Secondary schools are especially adept at providing Treatment if a commitment is made to an MTSS model because of their scheduling expertise. However, they may be less adept at systematically supporting students who struggle in content-area courses. When I poll content area teachers, I get estimates that teachers report more than a third of their students struggle (i.e., get grades of Fs or Ds) in their classes! These students must be tough to teach! Sadly, this situation is not the content area teachers’ fault. Like me, many content teachers were not taught how to meet the needs of diverse learners. This webinar will identify many of these strategies, as simple as explicit statements of “this are important to know” and “this isn’t important to know,” that have been shown to raise achievement. And not just for struggling students, but for all students. MTSS, when implemented with fidelity, can make the difficult job of teaching a little bit easier.

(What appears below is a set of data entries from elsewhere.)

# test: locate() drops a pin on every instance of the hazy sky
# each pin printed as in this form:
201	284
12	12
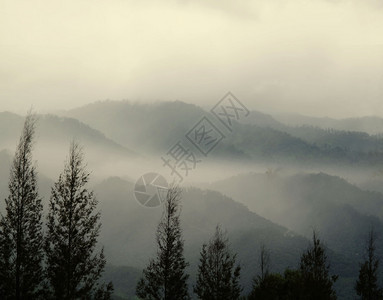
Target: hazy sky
316	57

Opportunities for Questions and Discussion Will Be Provided:
12:00 PM – 2:30 PM Central November 10th, 2023 - Individual Registration -$49 Teams of 3, School, District, Organization or more $99
RtI As SLD Eligibility: Foundational Big Ideas and Implementation Plans
To many educators' surprise, "RtI-Like" eligibility practices have been implemented in America's schools since the early 1980s! More than 20 years later, in 2004 after accumulated research and further complaints about prevailing practices based primarily about the ability-achievement discrepancy model of SLD identification, the IDEA legally permitted RtI at the federal level. Since then, more than 20 states permit RtI and some require it. Still, many schools report struggling with RTI implementation and even more choose not to try because of fears of "difficulty."
In 2023, I even see schools backsliding or giving up in Rti as SLD "because it is too hard" to do. Often, from my own observations, I would agree! Why they are giving up is that I see is a lack of clarity in their procedures, often too much process, too much wasted time and paperwork, and a hesitancy to implement RTI unless "things are perfect." I hear "we can't implement RtI until we get a strong Tier 1 core Program" or "we don't have good progress monitoring data!" Even more frustrating is the expression of a fear of getting "caught out of compliance."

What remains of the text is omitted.